Abstract
The clustered regularly interspaced short palindromic repeats (CRISPR)/Cas9 system has revolutionized the field of gene editing. Continuous efforts in developing this technology have enabled efficient in vitro, ex vivo, and in vivo gene editing through a variety of delivery strategies. Viral vectors are commonly used in in vitro, ex vivo, and in vivo delivery systems, but they can cause insertional mutagenesis, have limited cloning capacity, and/or elicit immunologic responses. Physical delivery methods are largely restricted to in vitro and ex vivo systems, whereas chemical delivery methods require extensive optimization to improve their efficiency for in vivo gene editing. Achieving a safe and efficient in vivo delivery system for CRISPR/Cas9 remains the most challenging aspect of gene editing. Recently, extracellular vesicle-based systems were reported in various studies to deliver Cas9 in vitro and in vivo.
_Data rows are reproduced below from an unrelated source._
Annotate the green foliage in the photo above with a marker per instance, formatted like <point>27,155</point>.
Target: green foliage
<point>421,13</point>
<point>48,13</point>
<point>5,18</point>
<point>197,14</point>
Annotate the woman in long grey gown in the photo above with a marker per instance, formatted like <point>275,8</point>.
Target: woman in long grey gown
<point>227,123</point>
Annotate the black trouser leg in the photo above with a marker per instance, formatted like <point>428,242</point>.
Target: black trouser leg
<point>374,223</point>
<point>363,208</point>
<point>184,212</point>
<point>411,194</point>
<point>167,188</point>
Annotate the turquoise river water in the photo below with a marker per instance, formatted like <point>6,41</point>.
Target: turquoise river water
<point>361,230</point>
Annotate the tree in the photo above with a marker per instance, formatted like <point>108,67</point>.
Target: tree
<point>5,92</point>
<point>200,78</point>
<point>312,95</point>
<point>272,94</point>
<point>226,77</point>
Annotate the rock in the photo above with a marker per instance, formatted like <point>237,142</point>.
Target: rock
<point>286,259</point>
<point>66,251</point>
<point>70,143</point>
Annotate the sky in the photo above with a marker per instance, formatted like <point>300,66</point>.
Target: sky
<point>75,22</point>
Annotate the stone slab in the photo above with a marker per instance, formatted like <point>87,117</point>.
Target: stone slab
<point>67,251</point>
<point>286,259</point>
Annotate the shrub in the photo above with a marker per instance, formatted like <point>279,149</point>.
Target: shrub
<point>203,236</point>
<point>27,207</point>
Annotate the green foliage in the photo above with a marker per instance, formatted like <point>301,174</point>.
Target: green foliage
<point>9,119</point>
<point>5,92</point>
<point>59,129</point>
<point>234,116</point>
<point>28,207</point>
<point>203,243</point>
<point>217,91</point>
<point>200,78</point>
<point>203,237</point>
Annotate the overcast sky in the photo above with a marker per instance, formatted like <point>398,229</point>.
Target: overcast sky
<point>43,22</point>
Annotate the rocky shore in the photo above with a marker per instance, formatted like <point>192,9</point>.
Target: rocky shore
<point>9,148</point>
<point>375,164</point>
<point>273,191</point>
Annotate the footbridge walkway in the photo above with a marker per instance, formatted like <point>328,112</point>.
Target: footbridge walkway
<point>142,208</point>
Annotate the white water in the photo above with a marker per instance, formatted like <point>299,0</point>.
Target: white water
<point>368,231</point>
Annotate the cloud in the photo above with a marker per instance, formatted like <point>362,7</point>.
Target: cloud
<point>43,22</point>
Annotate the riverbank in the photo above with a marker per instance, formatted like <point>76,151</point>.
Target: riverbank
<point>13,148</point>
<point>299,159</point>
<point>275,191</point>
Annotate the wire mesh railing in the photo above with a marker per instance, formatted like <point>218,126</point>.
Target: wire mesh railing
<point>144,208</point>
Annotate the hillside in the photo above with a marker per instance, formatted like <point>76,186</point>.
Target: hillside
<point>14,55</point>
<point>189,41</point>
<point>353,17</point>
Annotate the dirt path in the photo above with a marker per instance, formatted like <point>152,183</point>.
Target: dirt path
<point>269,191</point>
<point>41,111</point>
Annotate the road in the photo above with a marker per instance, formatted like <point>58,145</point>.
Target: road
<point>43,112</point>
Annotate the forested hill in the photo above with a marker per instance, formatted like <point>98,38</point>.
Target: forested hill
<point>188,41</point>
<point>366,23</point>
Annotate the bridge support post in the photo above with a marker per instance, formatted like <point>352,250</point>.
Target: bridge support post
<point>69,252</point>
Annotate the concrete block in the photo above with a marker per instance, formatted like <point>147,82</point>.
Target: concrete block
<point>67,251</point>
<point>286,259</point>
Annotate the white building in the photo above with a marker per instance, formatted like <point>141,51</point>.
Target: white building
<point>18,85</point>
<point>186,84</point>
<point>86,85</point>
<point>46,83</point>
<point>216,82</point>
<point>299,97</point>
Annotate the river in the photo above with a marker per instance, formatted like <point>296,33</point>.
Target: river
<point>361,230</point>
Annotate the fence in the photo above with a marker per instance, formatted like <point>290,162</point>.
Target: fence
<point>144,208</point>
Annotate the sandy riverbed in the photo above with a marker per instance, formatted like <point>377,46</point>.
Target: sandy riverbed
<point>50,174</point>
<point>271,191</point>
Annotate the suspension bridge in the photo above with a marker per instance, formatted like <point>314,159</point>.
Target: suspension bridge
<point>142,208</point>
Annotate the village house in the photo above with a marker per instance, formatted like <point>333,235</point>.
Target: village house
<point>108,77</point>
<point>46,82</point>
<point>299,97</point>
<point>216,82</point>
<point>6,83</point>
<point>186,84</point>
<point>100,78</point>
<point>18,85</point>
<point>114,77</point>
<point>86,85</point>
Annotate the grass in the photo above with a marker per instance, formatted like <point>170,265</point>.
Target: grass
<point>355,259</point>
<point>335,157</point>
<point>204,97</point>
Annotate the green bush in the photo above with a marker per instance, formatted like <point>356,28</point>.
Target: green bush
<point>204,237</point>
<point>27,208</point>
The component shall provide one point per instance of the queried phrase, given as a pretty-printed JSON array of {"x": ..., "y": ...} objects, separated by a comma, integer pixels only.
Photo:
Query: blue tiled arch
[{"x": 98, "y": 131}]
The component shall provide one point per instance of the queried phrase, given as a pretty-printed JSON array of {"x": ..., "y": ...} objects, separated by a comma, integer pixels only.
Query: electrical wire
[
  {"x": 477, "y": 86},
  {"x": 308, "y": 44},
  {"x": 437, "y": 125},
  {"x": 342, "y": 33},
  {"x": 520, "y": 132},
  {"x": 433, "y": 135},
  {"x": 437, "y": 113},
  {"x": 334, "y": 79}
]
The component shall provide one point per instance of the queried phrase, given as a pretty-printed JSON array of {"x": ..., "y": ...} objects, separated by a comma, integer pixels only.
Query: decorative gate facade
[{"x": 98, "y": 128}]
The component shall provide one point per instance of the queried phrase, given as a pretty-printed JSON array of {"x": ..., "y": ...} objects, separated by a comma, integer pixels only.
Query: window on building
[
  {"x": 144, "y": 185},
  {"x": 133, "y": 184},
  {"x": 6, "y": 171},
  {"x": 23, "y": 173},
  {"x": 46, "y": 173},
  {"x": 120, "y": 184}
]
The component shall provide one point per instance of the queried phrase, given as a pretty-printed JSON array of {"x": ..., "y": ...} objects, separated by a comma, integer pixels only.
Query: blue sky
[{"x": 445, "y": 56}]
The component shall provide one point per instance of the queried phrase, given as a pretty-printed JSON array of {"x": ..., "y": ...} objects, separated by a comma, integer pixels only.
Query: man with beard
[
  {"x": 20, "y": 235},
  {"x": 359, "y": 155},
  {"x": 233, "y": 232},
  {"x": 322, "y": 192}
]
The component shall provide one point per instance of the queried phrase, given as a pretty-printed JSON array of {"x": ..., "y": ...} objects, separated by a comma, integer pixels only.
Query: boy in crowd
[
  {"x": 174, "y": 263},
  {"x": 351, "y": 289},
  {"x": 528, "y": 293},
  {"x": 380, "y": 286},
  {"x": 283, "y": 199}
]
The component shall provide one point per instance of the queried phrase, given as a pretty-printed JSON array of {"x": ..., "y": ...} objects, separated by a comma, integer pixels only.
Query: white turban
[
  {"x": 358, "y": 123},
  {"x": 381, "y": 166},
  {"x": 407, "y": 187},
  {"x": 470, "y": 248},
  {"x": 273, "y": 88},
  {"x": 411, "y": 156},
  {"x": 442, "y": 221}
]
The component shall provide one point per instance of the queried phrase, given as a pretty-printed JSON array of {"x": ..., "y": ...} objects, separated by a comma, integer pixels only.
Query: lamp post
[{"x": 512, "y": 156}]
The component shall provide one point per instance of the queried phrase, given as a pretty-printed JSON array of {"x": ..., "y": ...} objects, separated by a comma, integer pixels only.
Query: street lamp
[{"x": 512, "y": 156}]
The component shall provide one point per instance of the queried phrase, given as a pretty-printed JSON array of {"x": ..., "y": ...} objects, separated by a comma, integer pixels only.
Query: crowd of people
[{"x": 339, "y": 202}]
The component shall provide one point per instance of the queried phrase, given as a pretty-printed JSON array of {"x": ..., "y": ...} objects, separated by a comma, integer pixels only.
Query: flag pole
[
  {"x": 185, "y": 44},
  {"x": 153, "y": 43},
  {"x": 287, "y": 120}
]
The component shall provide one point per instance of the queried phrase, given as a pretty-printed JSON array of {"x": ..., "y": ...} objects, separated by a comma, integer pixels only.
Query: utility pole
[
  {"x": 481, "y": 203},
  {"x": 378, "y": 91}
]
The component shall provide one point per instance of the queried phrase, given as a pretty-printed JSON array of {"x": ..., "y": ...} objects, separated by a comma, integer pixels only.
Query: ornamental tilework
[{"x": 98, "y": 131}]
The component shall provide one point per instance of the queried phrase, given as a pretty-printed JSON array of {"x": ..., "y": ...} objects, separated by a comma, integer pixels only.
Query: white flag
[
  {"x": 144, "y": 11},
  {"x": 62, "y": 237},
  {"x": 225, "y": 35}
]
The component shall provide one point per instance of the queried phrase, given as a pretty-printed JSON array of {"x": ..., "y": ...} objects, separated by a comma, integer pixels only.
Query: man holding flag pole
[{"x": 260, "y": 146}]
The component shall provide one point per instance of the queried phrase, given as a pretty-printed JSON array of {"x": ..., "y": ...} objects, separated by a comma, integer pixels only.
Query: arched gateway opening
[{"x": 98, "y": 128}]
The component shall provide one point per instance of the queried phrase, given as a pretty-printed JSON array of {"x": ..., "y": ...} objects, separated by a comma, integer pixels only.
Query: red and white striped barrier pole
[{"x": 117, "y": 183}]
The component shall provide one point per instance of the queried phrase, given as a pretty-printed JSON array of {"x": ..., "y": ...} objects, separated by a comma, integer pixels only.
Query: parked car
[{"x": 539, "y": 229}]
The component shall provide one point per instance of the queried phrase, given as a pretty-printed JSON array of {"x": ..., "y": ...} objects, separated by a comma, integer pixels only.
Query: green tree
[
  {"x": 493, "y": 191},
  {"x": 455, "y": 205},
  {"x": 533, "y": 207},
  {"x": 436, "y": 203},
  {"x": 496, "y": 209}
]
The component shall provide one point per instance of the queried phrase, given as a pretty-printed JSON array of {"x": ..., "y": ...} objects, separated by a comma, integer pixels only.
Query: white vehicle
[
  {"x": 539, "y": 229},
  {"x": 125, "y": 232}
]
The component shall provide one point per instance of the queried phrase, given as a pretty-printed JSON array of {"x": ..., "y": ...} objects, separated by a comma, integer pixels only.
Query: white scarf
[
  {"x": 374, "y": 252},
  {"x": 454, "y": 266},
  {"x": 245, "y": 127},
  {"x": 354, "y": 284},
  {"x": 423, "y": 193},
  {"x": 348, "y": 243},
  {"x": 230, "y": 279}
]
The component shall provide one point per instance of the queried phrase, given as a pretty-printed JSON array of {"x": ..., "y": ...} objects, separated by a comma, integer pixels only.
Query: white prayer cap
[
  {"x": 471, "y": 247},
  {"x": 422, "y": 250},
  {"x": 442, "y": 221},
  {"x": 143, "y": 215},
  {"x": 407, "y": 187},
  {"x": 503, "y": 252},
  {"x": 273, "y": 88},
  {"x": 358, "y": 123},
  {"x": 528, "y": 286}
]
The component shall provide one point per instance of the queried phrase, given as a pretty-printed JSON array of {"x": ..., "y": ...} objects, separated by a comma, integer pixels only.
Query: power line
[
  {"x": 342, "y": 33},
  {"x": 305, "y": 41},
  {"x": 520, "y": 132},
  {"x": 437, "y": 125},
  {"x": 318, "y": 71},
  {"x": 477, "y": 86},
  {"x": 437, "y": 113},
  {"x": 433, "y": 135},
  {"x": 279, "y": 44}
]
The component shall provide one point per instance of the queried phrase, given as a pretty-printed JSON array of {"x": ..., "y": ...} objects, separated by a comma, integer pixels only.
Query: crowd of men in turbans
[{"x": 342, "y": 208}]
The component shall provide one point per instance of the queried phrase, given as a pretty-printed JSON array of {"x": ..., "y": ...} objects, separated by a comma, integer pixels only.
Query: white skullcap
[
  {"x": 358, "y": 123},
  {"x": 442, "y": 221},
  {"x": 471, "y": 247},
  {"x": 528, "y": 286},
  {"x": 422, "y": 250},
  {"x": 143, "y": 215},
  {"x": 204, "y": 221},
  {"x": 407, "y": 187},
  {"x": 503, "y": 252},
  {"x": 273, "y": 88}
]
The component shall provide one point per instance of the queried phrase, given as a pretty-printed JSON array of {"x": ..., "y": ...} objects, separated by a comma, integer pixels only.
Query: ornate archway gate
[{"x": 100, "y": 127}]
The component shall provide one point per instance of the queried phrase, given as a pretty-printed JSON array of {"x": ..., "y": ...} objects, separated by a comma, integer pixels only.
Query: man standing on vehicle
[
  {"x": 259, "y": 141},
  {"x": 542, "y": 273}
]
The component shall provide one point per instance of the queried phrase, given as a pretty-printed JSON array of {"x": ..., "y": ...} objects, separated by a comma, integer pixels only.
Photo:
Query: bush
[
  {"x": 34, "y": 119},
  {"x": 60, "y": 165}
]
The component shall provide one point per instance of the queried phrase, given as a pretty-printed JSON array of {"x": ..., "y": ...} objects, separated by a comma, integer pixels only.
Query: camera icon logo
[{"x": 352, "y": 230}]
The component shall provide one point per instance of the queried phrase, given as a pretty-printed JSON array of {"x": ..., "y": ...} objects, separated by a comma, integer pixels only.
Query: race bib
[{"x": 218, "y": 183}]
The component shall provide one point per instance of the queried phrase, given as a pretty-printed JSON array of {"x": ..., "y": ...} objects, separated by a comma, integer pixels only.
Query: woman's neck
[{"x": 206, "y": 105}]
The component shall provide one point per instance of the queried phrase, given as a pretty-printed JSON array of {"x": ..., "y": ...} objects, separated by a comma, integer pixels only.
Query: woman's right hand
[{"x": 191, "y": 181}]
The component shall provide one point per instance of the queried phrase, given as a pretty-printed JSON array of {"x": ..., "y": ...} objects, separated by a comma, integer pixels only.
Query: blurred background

In comparison with other methods, extracellular vesicles offer a safe, transient, and cost-effective yet efficient platform for delivery, indicating their potential for Cas9 delivery in clinical trials. In this review, we first discuss the pros and cons of different Cas9 delivery strategies. We then specifically review the development of extracellular vesicle-mediated gene editing and highlight the strengths and weaknesses of this technology.
Highlights
Clustered regularly interspaced short palindromic repeats (CRISPR) were first discovered as an adaptive immune system effector in prokaryotes [1]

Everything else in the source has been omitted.